If it is not acceptable to keep the unpaired sample in my dataset with "design ~ ParticipantID + Group", would it be appropriate to use "design ~ Group" instead?
Much appreciation for your patience with me in advance.
Sincerely, Ken
In DESeq2 the unpaired sample won’t be used to estimate treatment unless you drop the pairing variable from the design.
Dear Michael,
I now understand the point I was missing! Thanks for making it clear to me the reason why keeping unpaired samples would not make any difference in the current design.
Please allow me ask one last question:
Because my sample size is quite limited, I am thinking of dropping the pairing variable (i.e. Group), so that all of my samples can be tested for the effect of treatment, but would it be wrong to do so?
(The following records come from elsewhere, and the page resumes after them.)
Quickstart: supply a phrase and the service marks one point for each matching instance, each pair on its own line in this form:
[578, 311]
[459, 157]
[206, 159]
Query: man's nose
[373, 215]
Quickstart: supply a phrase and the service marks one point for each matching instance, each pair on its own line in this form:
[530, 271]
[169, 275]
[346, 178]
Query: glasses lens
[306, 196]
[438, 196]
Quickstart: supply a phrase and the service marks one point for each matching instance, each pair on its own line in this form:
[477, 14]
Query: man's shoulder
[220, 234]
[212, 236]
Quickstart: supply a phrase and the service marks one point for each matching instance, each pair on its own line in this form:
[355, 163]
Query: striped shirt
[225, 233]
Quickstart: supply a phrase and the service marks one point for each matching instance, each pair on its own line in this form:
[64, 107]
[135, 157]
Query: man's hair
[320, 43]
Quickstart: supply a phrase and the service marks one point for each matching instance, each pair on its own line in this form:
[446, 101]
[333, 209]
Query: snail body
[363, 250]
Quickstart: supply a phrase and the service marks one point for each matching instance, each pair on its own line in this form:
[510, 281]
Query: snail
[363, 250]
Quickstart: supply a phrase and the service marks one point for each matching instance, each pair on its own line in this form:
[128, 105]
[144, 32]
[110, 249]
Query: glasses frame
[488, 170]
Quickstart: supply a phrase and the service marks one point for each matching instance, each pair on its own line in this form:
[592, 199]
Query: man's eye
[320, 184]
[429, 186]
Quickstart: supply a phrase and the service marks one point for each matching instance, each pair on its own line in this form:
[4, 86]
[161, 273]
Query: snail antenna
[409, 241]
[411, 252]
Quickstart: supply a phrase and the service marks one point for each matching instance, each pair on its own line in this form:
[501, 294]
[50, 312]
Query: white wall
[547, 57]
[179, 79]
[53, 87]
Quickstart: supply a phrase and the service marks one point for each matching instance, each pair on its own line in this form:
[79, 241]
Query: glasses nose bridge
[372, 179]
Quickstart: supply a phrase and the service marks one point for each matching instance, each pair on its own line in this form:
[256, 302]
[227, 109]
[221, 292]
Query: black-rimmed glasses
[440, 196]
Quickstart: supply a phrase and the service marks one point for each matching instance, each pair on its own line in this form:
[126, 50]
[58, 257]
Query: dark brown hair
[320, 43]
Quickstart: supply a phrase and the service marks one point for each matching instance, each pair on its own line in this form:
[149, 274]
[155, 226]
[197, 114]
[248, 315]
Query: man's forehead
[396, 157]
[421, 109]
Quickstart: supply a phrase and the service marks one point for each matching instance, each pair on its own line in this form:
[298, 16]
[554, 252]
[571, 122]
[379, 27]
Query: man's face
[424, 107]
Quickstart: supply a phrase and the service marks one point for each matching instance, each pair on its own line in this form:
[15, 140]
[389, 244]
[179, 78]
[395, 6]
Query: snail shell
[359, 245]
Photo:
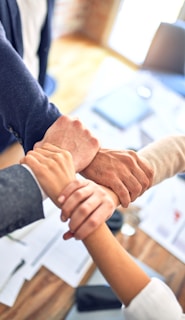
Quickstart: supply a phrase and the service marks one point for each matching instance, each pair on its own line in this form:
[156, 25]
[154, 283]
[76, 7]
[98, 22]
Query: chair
[166, 56]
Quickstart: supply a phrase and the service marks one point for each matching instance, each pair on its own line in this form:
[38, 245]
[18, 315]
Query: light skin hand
[53, 168]
[87, 205]
[122, 171]
[71, 135]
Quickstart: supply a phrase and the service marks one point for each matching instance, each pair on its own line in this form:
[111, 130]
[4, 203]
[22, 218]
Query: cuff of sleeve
[155, 301]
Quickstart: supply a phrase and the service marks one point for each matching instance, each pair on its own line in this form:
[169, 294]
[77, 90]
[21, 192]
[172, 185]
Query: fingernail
[61, 199]
[63, 218]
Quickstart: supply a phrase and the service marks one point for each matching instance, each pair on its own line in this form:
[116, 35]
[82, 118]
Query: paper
[164, 217]
[39, 245]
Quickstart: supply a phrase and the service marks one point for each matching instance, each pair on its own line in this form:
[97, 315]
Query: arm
[27, 113]
[20, 198]
[24, 107]
[124, 172]
[140, 294]
[166, 156]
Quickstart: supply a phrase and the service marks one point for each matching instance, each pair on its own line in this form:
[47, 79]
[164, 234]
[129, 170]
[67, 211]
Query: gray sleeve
[20, 199]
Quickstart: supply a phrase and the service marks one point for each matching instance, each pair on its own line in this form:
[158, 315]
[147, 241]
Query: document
[164, 217]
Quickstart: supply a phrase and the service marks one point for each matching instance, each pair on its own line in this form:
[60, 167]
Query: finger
[72, 203]
[83, 212]
[97, 217]
[68, 235]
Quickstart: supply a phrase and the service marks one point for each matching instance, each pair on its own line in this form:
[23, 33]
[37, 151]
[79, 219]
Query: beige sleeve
[166, 156]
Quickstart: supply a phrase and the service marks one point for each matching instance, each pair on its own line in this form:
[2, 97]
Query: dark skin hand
[127, 174]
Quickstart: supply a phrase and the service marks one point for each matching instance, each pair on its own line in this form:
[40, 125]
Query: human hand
[71, 135]
[122, 171]
[87, 205]
[53, 168]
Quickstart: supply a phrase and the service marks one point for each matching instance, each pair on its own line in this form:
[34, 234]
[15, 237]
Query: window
[136, 23]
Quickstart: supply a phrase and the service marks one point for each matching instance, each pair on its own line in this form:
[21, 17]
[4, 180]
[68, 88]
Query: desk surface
[46, 296]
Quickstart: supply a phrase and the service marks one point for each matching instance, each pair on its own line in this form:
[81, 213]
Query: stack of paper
[40, 244]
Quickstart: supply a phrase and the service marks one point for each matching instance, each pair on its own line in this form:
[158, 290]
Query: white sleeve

Many thanks for your kind help.
Sincerely, Ken
I'd say the optimal method would be to use duplicateCorrelation in limma, which figures out the degree to which the samples are correlated according to pair by looking across all genes. You could also diagnose this by eye using plotPCA. If the samples are highly correlated and close in the PCA plot, relative to the difference due to treatment, then you're better off dropping the unpaired sample in DESeq2.